OAKLAND — As Sheng Thao prepares to lead the city into a post-pandemic future, her hard-fought victory in the race to be Oakland’s next mayor might end up being the easy part, with far tougher times ahead.
But Thao, a 37-year-old one-term city council member and the first Hmong-American to serve in the city’s top political office, was all smiles at her first press conference Wednesday as the mayor-elect.
She reiterated the top priorities listed in a post-election statement — safety, homelessness and “cleaning up our streets” — and promised to both reopen City Hall and restore unity between the mayor’s office and council.
“Oakland is who we are,” she said. “We love our diversity, and that’s what we’re fighting for.”
Thao wrapped up her press conference quickly and left without taking questions from the media present. But upon taking office in January, Thao will be called upon to tackle some of the most urgent issues facing the city and to show that she is a mayor for all the people of Oakland.
Here’s a brief rundown on four of the most pressing topics that Thao will need to address:
The pandemic brought a surge in crime to the city, with shootings and homicides ravaging Oakland communities, and a swell of violent assaults and robberies in Chinatown prompted activism against anti-Asian hate.
Police Chief LeRonne Armstrong has tried to roll out concerted strategies for bringing down gun-related deaths and recovering illegal firearms in high-crime neighborhoods. Thao, who will be in charge of holding Armstrong accountable, hasn’t said much about how well she believes the department is doing.
Instead, she has tried to walk a tightrope of pushing to hire more police officers and advocating for non-police violence prevention. That includes a campaign talking point that she reiterated Wednesday — that the department needs to fill vacancies with “experienced and diverse homegrown officers.”
She was criticized by opponents during election season for reversing course on funding the number of police academies that outgoing Mayor Libby Schaaf had proposed last year in her budget.
Councilman Dan Kalb, however, came to Thao’s defense, saying in an interview both he and Thao were simply waiting for clearer projections of enrollment and costs before they felt comfortable approving the academy funding.
“We added more academies less than six months later, because the ones in the approved budget were not meeting projections (of enrollment),” Kalb said. “There’s nothing inconsistent about that — that’s logical.”
Oakland city officials ran into problems this year in trying to re-house hundreds of people who were displaced when Caltrans evicted them from its property on Wood Street — the largest homeless encampment in the city.
The process of finding new living spaces for the residents there proved to be a messy one with many just setting up camp elsewhere. City Attorney Barbara Parker initially tried to shift responsibility of rehousing residents to other agencies, prompting Gov. Gavin Newsom to threaten to withdraw state funds.
And Wood Street is not the only problem. The Oakland Fire Department spent more than $1 million fighting 816 fires at Oakland’s encampments this year, including 63 at the Wood Street property alone.
Councilwoman Carroll Fife, who has urged the rest of council to treat the Wood Street situation with urgency, said Thao will “follow my lead and we’re going to get some s– done.”

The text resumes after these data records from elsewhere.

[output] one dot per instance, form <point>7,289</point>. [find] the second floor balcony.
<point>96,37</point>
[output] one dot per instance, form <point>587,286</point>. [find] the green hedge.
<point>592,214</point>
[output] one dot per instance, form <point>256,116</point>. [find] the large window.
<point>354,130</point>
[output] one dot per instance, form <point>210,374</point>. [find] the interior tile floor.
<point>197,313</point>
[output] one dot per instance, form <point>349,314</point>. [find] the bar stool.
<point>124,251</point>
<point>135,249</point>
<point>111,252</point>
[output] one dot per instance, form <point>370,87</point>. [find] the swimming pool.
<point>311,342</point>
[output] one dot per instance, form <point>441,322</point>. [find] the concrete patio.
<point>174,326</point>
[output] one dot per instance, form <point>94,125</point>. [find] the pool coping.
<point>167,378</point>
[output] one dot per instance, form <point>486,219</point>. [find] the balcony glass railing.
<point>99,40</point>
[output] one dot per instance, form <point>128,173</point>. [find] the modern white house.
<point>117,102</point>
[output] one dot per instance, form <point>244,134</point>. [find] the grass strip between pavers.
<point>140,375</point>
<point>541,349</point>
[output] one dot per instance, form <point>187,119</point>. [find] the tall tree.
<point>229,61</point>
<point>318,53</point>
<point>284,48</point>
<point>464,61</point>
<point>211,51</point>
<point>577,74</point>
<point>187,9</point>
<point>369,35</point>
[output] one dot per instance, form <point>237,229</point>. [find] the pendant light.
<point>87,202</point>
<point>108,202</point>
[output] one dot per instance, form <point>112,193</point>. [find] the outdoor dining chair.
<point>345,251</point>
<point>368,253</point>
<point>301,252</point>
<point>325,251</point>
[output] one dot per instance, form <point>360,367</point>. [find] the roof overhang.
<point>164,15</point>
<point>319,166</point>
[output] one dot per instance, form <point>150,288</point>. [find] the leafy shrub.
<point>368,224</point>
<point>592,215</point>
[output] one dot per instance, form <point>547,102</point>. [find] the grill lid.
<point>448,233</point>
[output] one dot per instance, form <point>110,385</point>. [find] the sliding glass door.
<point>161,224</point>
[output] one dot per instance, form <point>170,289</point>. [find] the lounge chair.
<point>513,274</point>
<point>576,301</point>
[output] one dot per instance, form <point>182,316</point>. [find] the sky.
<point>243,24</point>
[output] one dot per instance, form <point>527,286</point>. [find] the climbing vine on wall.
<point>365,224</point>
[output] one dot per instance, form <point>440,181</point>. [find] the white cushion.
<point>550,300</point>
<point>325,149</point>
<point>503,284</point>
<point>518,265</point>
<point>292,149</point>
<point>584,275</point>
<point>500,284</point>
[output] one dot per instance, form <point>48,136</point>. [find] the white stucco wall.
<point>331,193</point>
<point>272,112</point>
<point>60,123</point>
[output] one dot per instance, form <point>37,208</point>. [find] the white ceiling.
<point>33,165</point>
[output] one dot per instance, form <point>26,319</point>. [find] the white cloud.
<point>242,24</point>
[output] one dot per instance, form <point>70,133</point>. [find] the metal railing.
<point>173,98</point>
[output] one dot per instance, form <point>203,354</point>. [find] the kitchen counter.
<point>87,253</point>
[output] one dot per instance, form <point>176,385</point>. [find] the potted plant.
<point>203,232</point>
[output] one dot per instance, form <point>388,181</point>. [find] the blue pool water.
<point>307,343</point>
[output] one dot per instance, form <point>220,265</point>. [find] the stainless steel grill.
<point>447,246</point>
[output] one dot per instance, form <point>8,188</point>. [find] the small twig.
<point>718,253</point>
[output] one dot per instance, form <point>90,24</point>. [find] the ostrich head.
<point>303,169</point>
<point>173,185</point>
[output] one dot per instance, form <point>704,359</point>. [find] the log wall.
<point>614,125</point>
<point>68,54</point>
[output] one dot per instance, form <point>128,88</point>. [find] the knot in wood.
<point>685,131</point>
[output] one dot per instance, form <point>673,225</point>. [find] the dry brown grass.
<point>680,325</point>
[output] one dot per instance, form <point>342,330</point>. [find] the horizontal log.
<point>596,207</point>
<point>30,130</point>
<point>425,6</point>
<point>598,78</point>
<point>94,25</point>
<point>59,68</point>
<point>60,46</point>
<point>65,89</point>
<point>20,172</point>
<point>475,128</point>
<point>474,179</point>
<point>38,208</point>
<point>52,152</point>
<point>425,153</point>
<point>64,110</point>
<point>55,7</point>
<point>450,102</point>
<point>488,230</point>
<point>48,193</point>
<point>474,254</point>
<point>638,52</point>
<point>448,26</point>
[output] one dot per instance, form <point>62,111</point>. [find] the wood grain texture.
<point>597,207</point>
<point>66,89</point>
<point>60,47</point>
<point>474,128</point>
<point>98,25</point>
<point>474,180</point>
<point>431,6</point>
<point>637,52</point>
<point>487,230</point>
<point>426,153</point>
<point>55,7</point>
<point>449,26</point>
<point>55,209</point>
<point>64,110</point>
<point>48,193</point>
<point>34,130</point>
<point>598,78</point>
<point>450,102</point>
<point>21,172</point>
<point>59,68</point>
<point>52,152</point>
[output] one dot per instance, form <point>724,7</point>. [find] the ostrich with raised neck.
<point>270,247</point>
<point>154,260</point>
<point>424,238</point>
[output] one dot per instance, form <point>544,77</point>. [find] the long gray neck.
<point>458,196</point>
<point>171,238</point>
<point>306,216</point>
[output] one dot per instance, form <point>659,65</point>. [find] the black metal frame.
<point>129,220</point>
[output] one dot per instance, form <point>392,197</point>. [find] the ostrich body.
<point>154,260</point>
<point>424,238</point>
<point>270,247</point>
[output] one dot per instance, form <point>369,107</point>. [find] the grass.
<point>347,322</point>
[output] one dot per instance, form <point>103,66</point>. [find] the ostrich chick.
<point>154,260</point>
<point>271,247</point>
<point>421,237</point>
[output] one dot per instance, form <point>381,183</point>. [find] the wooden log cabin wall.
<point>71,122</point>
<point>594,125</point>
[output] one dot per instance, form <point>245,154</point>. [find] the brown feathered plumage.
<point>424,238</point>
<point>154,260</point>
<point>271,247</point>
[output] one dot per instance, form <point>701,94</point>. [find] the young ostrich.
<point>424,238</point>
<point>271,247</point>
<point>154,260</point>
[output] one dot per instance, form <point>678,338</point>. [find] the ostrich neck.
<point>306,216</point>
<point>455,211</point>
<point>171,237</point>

“I’m excited for a direct and real partnership with the mayor to exercise what I’ve been pushing for years,” Fife said.
Time is ticking for the city to either finalize a deal with the Oakland A’s for a new ballpark and housing development at the city’s harbor or lose its last major professional sports franchise.
Thao has pledged to “get to a deal” done with the A’s, as long as the team meets criteria that includes local vendors selling to game attendees at the new stadium.
The team hasn’t said anything about Thao’s victory or the state of the deal in recent months.
Schaaf has been one of the development’s most vocal champions — even intervening last month after the Major League Baseball commissioner expressed pessimism that the team would stay in Oakland.
Will Thao follow suit? It’s unclear, but the first months of her term might give an impression of how involved she wants to be in the city and team’s negotiations.
Perhaps the biggest job Thao will be tasked with first is coming up with a balanced budget to send the City Council by the end of April.
Her proposal will likely need to account for a $25 billion shortfall in the California budget, which could hamper the city’s ability to rely on state money to buoy its spending.
Thao has spoken often — and did so again on Wednesday — about needing to boost Oakland’s small businesses and encourage new ones to open up. A possible recession could ratchet up the urgency to do so.
Popular restaurants in town have shut down in the past couple months, including Well Organic Kitchen and Aunt Mary’s Cafe in the Temescal neighborhood.
Bars such as CommonWealth Pub on Telegraph Avenue and Elbo Room in Jack London Square, are also closing their doors.
Thao promises to be a mayor who creates jobs and keeps businesses in Oakland. It remains to be seen in 2023 how challenging such a task might turn out to be.